Заседания факультета происходили в круглом зале правления. Справа от председательствующего садился секретарь факультета с повесткой дня, всеми материалами к повестке и заранее подготовленными резолюциями; все это мы очень внимательно изучали и приводили в ясность. Слева от председательствующего неизменно садился профессор зоологии Григорий Александрович Кожевников – хороший зоолог, хороший профессор и чрезвычайно тупой человек. Он слушал все с величайшим вниманием, по каждому вопросу говорил по нескольку раз и, к счастью, не обижался, когда я злоупотреблял правом председателя.

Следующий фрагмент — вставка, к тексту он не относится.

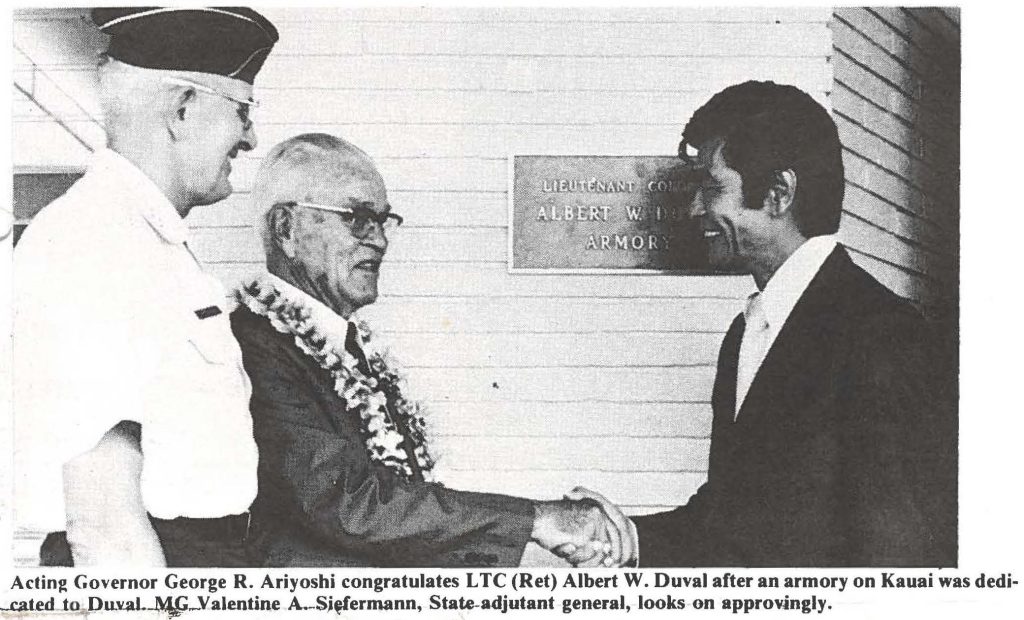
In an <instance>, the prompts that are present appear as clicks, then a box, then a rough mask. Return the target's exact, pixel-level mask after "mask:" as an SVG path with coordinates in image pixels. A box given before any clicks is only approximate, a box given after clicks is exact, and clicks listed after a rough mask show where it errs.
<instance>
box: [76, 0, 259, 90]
mask: <svg viewBox="0 0 1024 620" xmlns="http://www.w3.org/2000/svg"><path fill="white" fill-rule="evenodd" d="M92 20H93V22H94V23H95V24H96V26H98V27H99V30H100V31H101V32H103V33H105V34H108V35H110V36H111V42H110V47H109V48H108V50H106V54H108V55H110V56H111V57H113V58H117V59H118V60H121V61H122V63H126V64H128V65H133V66H135V67H144V68H146V69H163V70H173V71H190V72H198V73H210V74H214V75H221V76H227V77H229V78H234V79H237V80H242V81H244V82H248V83H249V84H252V83H253V79H254V78H255V77H256V74H257V73H258V72H259V70H260V68H261V67H262V66H263V61H264V60H266V56H267V55H268V54H269V53H270V49H272V48H273V44H274V43H276V42H278V29H275V28H274V27H273V24H270V22H269V19H267V18H266V17H264V16H263V15H261V14H259V13H257V12H256V11H254V10H253V9H251V8H246V7H210V8H160V7H155V6H150V7H131V8H125V7H120V8H118V7H110V8H94V9H92Z"/></svg>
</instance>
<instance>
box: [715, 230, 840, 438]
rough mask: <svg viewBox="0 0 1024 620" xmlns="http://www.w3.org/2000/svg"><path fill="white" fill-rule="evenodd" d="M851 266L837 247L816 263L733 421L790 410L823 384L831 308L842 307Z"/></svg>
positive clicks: (754, 420) (770, 348) (824, 382)
mask: <svg viewBox="0 0 1024 620" xmlns="http://www.w3.org/2000/svg"><path fill="white" fill-rule="evenodd" d="M852 267H853V263H852V261H851V260H850V257H849V255H848V254H847V252H846V250H845V249H843V247H842V246H840V247H837V248H836V249H835V250H833V253H831V254H829V255H828V257H827V258H826V259H825V261H824V262H823V263H822V265H821V268H819V270H818V273H817V274H816V275H815V276H814V278H813V279H812V280H811V282H810V284H809V285H808V287H807V290H805V291H804V294H803V295H801V297H800V299H799V300H798V301H797V304H796V305H795V306H794V307H793V312H792V313H791V314H790V318H788V319H787V320H786V322H785V324H784V325H783V326H782V329H781V330H780V331H779V333H778V336H777V337H776V338H775V341H774V342H773V343H772V346H771V348H769V349H768V354H767V355H766V356H765V359H764V362H763V363H762V364H761V368H760V369H759V370H758V373H757V375H756V376H755V377H754V381H753V382H752V383H751V387H750V389H749V390H748V392H746V398H745V399H744V400H743V405H742V407H741V408H740V410H739V415H738V416H737V422H746V423H752V422H753V421H755V420H757V419H758V418H759V417H761V416H763V415H764V413H765V411H766V410H767V411H782V412H784V411H787V410H791V409H792V408H793V407H795V406H796V405H797V404H799V403H801V402H806V401H807V399H808V398H809V397H810V396H811V395H812V392H814V390H816V389H820V388H821V387H822V386H823V385H824V384H825V383H826V378H827V373H828V372H829V371H830V368H829V366H830V364H829V362H828V361H829V360H830V359H831V355H830V350H831V346H833V345H834V342H833V340H834V338H833V337H831V336H833V335H834V334H833V333H831V331H834V330H833V327H834V326H835V324H836V311H837V309H838V308H842V297H843V294H844V291H843V288H844V287H843V285H842V282H843V280H844V278H843V274H844V272H845V271H847V270H849V268H852ZM733 383H735V378H733ZM733 394H735V389H733Z"/></svg>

Насколько туго Григорий Александрович соображал, можно судить по следующему происшествию. Праздновали 25-летний юбилей его научной деятельности, и Николай Александрович Иванцов – человек едкий, остроумный и иногда злой – приветствовал профессора от имени Главнауки: «Глубокоуважаемый и дорогой юбиляр. Не успев еще как следует сойти со студенческой скамьи, вы уже прославили свое имя замечательной статьей в “Русских ведомостях” о таракане в московских булочных. С тех пор протекло 25 лет, но и доселе ваш труд является непререкаемым авторитетом по этому важному народнохозяйственному вопросу. Ваше исследование о летнем запоре и зимнем поносе у пчел, как яркий луч солнца, озарил этот трудный и загадочный вопрос для специалистов-зоологов и практиков-пчеловодов. Другие скажут о ваших диссертациях, но могу ли я забыть ваши зоопсихологические выступления вместе с клоуном Дуровым в государственном цирке?» Все ожидали скандала, но Григорий Александрович с мокрыми глазами подошел к Иванцову и облобызался с ним. Он был также замечателен необычайной крепостью черепа: во время дуэли с профессором Богоявленским из-за Веры Михайловны Данчаковой пуля попала ему в лоб и… отскочила. При перестройке Зоологического музея на голову ему упал кирпич и… разбился, а Григорий Александрович ходил две недели с завязанной головой. В 1922 году сумасшедший студент стрелял в него,[383] пуля… отскочила и опять Григорий Александрович проходил две недели с завязанной головой.[384]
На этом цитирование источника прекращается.